While he is pro-LGBTQ rights, Cooper has a conservative-leaning voting history. He was one of 11 Democrats who voted against President Obama’s 2009 economic stimulus package. He has also supported Republican efforts to cut Social Security and introduce caps on Medicare and Medicaid spending.
Kelly, who is being backed by the Justice Democrats, the group that helped get Alexandria Ocasio-Cortez to Congress, said she absolutely has a chance to beat Cooper.
I'm an organizer and activist at heart. I know how hard it is to stand up against a corporation with well-funded war rooms designed to stop unionization efforts and make you believe your coworkers are your enemies.
That's why I'm running for Congress. I got your back. ✊🏾 pic.twitter.com/p2Udujk31f
— Odessa Kelly (@OdessaKellyTN) April 9, 2021
“I’m a Nashville native,” she said. “I’m well known. I earned my reputation as someone who is for the people and someone who looks at being solution-oriented. We’re tired of tradition here. For years and years and years, the leadership of our city has been picked by the size of their pocketbooks, and that has to change.”
One of Kelly’s priorities is combatting gentrification. On her street in East Nashville, she said, she and her neighbor are the only two Black families left.
“Black people already feel like they have to prove they’re part of the American fabric. Gentrification is much deeper than just location or relocation. It’s part of your identity, who you are. People identify with the place they call home.”

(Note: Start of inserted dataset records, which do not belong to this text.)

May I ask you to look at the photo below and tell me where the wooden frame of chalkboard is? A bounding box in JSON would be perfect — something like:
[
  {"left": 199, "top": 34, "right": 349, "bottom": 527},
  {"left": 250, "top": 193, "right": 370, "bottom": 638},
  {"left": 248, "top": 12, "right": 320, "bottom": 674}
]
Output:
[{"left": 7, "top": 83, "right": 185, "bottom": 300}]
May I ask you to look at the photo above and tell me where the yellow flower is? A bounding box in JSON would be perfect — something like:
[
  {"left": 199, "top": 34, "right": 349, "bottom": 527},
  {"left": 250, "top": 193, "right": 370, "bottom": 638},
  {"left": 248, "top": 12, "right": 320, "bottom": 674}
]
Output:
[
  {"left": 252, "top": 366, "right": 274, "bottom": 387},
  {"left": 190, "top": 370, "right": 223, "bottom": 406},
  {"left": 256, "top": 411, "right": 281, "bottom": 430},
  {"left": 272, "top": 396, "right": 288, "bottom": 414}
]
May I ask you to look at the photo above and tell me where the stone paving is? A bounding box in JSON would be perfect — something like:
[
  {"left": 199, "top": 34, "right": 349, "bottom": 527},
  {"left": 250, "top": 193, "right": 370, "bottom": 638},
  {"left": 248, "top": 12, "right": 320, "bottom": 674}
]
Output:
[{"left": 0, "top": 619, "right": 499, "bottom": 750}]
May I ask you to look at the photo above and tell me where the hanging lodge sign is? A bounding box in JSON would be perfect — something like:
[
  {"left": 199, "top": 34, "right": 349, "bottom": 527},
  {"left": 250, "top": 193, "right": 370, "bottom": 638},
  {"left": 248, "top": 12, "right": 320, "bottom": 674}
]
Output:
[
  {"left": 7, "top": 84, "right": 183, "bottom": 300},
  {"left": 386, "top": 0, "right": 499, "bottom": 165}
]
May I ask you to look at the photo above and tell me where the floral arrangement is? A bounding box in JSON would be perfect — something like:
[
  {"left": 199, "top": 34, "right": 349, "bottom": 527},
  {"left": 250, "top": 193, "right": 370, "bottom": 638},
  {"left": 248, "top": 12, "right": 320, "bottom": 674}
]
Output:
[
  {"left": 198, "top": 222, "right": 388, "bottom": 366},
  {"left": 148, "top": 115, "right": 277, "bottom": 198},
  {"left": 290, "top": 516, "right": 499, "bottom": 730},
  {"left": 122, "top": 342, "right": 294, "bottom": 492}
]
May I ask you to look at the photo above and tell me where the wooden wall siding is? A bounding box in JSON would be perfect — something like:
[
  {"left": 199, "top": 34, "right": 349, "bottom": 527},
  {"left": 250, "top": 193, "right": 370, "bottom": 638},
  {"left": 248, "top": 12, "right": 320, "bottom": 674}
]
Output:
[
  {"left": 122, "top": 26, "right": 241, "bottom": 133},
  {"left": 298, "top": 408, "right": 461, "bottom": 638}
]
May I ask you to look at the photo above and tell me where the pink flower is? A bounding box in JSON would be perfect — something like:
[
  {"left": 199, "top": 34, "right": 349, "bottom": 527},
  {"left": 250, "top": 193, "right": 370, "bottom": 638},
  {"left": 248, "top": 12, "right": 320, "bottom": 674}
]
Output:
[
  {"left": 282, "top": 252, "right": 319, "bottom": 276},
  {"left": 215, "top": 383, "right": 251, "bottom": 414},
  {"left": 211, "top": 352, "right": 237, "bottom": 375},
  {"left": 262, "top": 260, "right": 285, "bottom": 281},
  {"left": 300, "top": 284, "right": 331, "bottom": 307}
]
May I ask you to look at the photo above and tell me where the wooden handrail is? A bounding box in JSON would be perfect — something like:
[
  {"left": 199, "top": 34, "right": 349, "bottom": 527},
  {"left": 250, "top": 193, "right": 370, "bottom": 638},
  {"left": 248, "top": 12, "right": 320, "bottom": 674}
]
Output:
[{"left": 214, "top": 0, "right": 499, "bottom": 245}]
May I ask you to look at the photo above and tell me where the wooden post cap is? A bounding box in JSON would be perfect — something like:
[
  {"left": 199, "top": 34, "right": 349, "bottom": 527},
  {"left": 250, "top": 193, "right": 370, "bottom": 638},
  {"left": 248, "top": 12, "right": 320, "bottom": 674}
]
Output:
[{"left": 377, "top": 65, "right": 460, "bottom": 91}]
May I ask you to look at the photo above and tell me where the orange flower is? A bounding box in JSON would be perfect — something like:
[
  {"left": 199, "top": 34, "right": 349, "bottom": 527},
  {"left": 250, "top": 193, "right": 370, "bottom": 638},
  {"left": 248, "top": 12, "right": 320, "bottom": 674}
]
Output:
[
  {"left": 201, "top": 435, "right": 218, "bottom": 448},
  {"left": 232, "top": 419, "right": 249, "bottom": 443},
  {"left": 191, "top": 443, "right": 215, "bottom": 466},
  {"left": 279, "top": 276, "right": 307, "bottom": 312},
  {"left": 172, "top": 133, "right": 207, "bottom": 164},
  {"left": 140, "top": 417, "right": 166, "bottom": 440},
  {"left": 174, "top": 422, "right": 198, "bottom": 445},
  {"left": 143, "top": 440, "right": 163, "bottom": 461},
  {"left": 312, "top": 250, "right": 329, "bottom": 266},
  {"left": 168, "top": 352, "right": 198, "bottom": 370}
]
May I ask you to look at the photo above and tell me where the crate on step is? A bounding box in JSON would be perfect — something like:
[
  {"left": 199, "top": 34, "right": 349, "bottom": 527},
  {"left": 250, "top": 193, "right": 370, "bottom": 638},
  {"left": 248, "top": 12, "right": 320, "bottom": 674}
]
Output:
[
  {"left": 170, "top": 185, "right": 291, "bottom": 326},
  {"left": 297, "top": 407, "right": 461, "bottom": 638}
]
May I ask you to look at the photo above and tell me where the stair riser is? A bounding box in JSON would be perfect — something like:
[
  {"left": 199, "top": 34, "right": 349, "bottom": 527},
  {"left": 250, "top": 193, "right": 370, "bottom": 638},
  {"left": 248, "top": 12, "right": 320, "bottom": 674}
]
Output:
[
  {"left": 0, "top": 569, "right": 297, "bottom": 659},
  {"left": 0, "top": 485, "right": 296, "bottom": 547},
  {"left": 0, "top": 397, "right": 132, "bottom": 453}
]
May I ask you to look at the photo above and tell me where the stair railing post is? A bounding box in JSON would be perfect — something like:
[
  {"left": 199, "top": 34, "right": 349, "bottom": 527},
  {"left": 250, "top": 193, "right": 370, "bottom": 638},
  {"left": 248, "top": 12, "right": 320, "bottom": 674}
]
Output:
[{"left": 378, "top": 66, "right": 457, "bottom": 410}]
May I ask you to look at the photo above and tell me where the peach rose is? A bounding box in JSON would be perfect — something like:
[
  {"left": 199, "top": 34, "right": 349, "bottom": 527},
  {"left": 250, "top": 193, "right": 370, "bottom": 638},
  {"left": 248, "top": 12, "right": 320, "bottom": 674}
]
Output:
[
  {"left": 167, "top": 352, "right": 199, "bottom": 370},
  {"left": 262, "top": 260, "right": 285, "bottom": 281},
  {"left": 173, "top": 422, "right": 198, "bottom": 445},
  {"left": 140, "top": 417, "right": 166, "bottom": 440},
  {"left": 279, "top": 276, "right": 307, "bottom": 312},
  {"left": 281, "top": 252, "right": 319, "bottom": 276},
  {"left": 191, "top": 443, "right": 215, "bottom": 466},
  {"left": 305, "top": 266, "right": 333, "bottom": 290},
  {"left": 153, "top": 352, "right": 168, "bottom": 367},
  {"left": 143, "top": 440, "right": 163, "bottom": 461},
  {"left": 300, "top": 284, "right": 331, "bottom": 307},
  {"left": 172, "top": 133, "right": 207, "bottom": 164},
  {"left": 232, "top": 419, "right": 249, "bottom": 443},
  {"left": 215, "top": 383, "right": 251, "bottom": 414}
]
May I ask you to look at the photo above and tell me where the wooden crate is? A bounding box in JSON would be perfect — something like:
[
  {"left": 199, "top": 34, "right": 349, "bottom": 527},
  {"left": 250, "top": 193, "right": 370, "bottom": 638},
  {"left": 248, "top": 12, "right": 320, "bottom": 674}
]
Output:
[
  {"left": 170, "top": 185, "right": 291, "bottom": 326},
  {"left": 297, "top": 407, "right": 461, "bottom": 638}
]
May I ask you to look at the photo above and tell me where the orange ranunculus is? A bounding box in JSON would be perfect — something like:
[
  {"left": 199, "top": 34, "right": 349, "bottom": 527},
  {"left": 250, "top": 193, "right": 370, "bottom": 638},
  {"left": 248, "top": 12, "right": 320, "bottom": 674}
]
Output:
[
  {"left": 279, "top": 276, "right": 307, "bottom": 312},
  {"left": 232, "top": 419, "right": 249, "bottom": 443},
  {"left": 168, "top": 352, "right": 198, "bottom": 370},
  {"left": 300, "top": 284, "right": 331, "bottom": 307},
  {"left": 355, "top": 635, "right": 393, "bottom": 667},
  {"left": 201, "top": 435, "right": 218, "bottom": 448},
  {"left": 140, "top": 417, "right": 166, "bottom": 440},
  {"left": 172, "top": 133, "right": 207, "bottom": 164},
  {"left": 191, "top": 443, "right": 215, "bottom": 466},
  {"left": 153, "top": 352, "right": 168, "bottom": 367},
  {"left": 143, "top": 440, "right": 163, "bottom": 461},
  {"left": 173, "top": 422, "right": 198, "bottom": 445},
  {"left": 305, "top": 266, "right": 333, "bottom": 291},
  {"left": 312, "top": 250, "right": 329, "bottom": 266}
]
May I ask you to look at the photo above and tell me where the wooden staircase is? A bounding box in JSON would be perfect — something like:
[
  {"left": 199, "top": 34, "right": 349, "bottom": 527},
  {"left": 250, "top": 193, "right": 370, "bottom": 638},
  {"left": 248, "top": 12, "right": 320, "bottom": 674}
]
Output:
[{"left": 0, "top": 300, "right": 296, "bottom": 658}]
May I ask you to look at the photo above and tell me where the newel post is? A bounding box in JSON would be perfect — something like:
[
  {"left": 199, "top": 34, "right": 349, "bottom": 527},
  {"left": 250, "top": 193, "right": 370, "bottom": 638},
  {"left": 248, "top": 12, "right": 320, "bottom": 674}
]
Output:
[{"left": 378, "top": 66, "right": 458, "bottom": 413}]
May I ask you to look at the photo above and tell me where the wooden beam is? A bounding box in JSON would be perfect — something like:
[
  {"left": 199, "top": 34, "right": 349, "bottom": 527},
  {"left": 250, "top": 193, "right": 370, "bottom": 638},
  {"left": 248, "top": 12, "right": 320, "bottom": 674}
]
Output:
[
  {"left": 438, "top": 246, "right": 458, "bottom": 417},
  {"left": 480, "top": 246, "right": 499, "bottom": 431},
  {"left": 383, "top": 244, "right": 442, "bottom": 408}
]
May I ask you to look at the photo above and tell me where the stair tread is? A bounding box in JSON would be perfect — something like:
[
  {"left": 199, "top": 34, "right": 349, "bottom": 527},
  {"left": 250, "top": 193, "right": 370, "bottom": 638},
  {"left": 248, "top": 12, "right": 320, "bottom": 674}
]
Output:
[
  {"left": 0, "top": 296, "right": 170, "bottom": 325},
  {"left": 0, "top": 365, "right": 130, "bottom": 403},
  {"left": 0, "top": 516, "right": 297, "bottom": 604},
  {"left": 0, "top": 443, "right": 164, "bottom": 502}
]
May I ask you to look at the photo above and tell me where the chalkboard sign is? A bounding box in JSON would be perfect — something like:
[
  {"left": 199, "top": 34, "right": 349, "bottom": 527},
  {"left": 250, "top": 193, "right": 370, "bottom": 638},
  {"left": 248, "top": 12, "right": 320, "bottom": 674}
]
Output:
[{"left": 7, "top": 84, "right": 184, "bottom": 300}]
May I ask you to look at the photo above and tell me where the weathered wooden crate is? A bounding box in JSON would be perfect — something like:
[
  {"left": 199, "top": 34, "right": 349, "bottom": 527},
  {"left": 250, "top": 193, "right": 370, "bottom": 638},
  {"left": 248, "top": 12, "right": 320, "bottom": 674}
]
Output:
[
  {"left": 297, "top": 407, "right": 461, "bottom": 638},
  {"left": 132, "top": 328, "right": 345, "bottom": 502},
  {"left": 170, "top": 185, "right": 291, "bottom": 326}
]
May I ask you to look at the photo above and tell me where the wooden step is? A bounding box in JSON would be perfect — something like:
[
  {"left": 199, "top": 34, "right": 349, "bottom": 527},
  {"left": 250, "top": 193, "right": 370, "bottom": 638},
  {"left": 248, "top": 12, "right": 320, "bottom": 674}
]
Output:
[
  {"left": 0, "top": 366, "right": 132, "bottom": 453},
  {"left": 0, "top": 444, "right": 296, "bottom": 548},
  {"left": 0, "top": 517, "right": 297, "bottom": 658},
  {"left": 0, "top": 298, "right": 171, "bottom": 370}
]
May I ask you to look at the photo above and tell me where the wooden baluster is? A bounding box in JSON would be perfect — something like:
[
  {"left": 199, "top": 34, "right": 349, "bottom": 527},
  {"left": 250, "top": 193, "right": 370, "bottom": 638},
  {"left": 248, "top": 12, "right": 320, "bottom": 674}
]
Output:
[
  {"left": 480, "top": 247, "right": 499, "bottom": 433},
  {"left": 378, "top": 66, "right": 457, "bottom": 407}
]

If elected, Kelly will become the first out Black woman to serve in Congress.
“I think it’s pretty cool to make history,” she said.
She added that her election would be especially meaningful in the wake of a bill, H.B. 0800, currently making its way through the Tennessee legislature that prevents the use of textbooks or supplemental materials “that promote, normalize, support, or address lesbian, gay, bi-sexual, or transgender (LGBT) issues or lifestyles.”
“That means if we were to make history, my story won’t be told in textbooks,” she said. “That’s insane. Kids like me deserve to see themselves. We’re as much a part of the American fabric as anyone else.”
After launching her campaign, Kelly raised $100,000 in less than 36 hours. She has received donations from all over the country, she said, including from some of the U.S. territories.
“It’s a humbling feeling to know people everywhere are behind you and want to see this change. This country is on the precipice of something, and I’m glad people want to be part of the history we want to make here in Nashville.”
Yes, I was a Girl Scout…and the star wide receiver on the boys flag football team.
Thanks, Dad. 🥺 💜 pic.twitter.com/buvfW17IXx
— Odessa Kelly (@OdessaKellyTN) April 5, 2021
She wants voters to know that she will unapologetically speak for working-class people and people of color, and that a vote for her is an investment in their communities.
“I have the heart and passion to be someone who centers people in the middle of decisions we make,” she said. “That’s how I have been successful here on the local level…I want to take that same energy and ethos to Congress. I want people to have joy and for them to be inspired by the people who are sitting in those seats.”